BGH klärt nationalen Rechtsschutz gegen ICSID-Schiedsverfahren zwischen EU-Investoren und Staaten

BGH klärt nationalen Rechtsschutz gegen ICSID-Schiedsver­fahren zwischen EU-Investoren und Staaten

 

Wenn zwei sich streiten, entscheidet der Dritte? So geschehen, als der BGH kürzlich über die unterschiedlichen Rechtsauffassungen des KG Berlin und OLG Köln zu entscheiden hatte, die ihren Hintergrund wiederum in mehreren schiedsrichterlichen Verfahren haben.[*]

Der BGH gelangte in drei Beschlüssen zu dem Ergebnis, dass Mitgliedstaaten der Europäischen Union vorgelagerten nationalen Rechtsschutz gegen Schiedsverfahren in Anspruch nehmen können, die Investoren aus anderen Mitgliedstaaten auf Grundlage des Energiecharta-Vertrags vor dem Internationalen Zentrum zur Beilegung von Investitionsstreitigkeiten (International Centre for Settlement of Investment Disputes, ICSID) nach dem ICSID-Übereinkommen vom 18.03.1965 eingeleitet haben (BGH, Beschl. v. 27.07.2023 – I ZB 43/22, I ZB 74/22 und I ZB 75/22).

I. Hintergrund

Die Beschlüsse des BGH betreffen Rechtstreitigkeiten zwischen der Bundesrepublik Deutschland bzw. den Niederlanden mit mehreren Unternehmen im Energiebereich (darunter RWE und Uniper).

Die Mitgliedstaaten hatten mit der Zielsetzung des Klimaschutzes (Ausstieg aus der Kohleverstromung bis 2030) ihre Energiepolitik und dabei insbesondere relevante nationale Regelungen geändert.
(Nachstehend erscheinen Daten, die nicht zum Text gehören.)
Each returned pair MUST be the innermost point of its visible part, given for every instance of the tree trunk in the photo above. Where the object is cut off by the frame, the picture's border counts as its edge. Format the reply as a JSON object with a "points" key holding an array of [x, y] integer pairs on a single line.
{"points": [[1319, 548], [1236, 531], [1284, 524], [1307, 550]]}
Davon betroffene Unternehmen leiteten in der Folge großvolumige ICSID-Schiedsverfahren ein.

Hiergegen wandten sich die betroffenen Staaten wiederum vor deutschen staatlichen Gerichten, mit dem Ziel, die Unzulässigkeit der eingeleiteten Schiedsverfahren feststellen zu lassen. Letztlich mit Erfolg:

II. Entscheidungen der Eingangs­instanzen

Das Kammergericht Berlin (Beschl. v. 28.04.2022 – 12 SchH 6/21) hatte den Antrag auf Feststellung der Unzulässigkeit des Schiedsverfahrens zurückgewiesen. Das Gericht vertrat die Auffassung, die zuvor eingeleiteten Schiedsverfahren nach dem ICSID-Übereinkommen seien Teil eines geschlossenes Rechtssystems, welches dem Schiedsgericht selbst die Letztentscheidungskompetenz in Bezug auf seine Zuständigkeit zuweise. Eine solche völkerrechtliche Vereinbarung könne nicht durch nationale Normen der ZPO durchbrochen werden, sodass der staatlichen Gerichtsbarkeit die Zuständigkeit fehle.

Demgegenüber gab das Oberlandesgericht Köln (Beschl. v. 01.09.2022 – 19 SchH 14/21) dem dort anhängig gemachten Antrag statt. Deutsche staatliche Gerichte hätten gemäß § 1032 Abs. 2 ZPO darüber zu entscheiden, ob eine wirksame Schiedsvereinbarung vorliege oder nicht. Die Anträge seien auch begründet, weil die Schiedsklausel in Intra-EU-Investitionsstreitigkeiten nach der Rechtsprechung des Gerichtshofs der Europäischen Union insbesondere in den Rechtssachen Achmea (C-284/16) und Komstroy (C-741/19) gemäß Art. 267 und 344 AEUV unwirksam sei.

III. Entscheidung des BGH

Der BGH entschied in den Beschlüssen vom 27.07.2023 zugunsten der Mitgliedsstaaten und bestätigte damit die Entscheidung des OLG Köln.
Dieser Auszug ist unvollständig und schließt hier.